Based Upon: RAID: High-Performance, Reliable Secondary Storage by Chen, et. al., ACM Computing Surveys, Vol. 26, No. 2, June 1994, pp. 145-185.

Because of sustained exponential improvements in semiconductor technology (i.e., processor speed, main memory capacity) over the past decades (as predicted by Moore in the late 1960's), as compared to the slower improvements in secondary storage technology, a widening performance gap exists between the two. The effect of this is that the latter is becoming more and more of a "bottleneck" that serves to impede the rate at which overall system performance can improve.

Hence, much research has been directed towards discovering ways of configuring secondary storage systems to improve their performance.

Perhaps the best solution to have been developed so far is RAID (Redundant Array of Independent/Inexpensive Disks), which employs two orthogonal concepts:

According to Chen, et. al.: "A number of different data-striping and redundancy schemes have been developed. The combinations and arrangements of these schemes lead to a bewildering set of options for users and designers of disk arrays. Each option presents subtle tradeoffs among reliability, performance, and cost ..."

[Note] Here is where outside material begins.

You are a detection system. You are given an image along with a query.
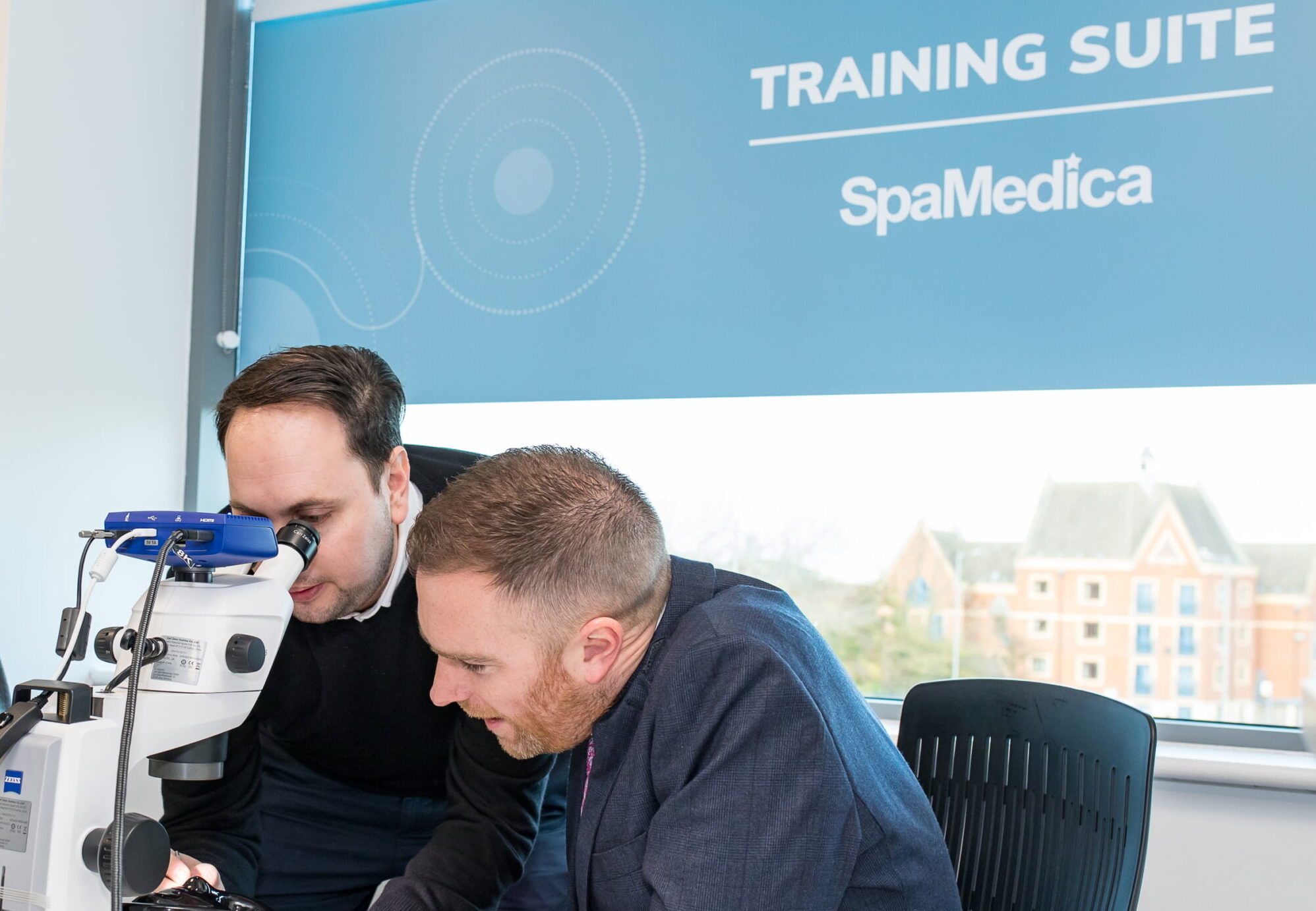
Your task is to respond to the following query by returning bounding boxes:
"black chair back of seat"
[897,680,1155,911]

Most RAID organizations can be distinguished based upon two features:

RAID levels (1 through 5 appeared in the original paper by Patterson, et. al., 0 and 6 were added by others):

  1. Level 0 (Nonredundant): data striping is used to exploit parallelism, but no redundant data is stored. Has best performance on WRITE operation (because no redundant data need be stored). But not the best performance on READ, because there's no choice as to where to get the data, as there is in, say, Level 1.

  2. Level 1 (Mirroring/Shadowing): For each disk, use a mirror (or shadow). Thus, there are always two copies of all data. Each WRITE must write data on two disks. A READ can choose the one that can service the request more quickly. If a disk fails, its mirror is used for restoring the data.

  3. Level 2 (Memory-style ECC (Error Correcting Codes)): Use, for example, Hamming Codes for error detection/correction. For an array of four disks, need three extra to store redundant info. In general, need lg n + 1 "extra disks", so storage efficiency increases with the number of disks. Details of error detection/correction are beyond scope of this document, but suffice it to say that by storing some extra bits for each byte (or block, or whatever unit) of data, it becomes possible to detect and/or correct errors in the bits! (Example: Storing one extra bit per byte so that each byte, including the one extra bit, has an even number of 1's, allows one to detect single-bit errors within bytes. This is commonly referred to as parity checking.)

  4. Level 3 (Bit-Interleaved Parity): Use only a single "extra" disk for storing parity info. (As the disk controller can determine which disk has failed, it is not necessary to be able to detect that info, as is possible in Level 2.) Conceptually, the data is stored on the disks interleaved on a per-bit basis. If a single disk fails, the rest can be used to recover its data.

    Each WRITE access all the disks, including the parity disk. Each READ accesses all but the extra one.

  5. Level 4 (Block-Interleaved Parity): Similar to Level 3, except that data is interleaved across disks in blocks of arbitrary size (called the striping unit).

    READ requests smaller than the striping unit access only one disk. WRITE requests must update all indicated data blocks, plus each corresponding parity block. The fact that a single disk is used for parity causes a bottleneck: every WRITE must access the parity disk.

  6. Level 5 (Block-Interleaved Distributed-Parity): Parity data is distributed onto all the disks.

    Has best small-read, large-read, and large-write performance. Small WRITE not so good compared to mirroring because of need to perform READ-MODIFY-WRITE operations to update parity. (This is its major weakness.)

  7. Level 6 (P + Q Redundancy): Has stronger error-correction capabilities to protect against simultaneous failure of two disks.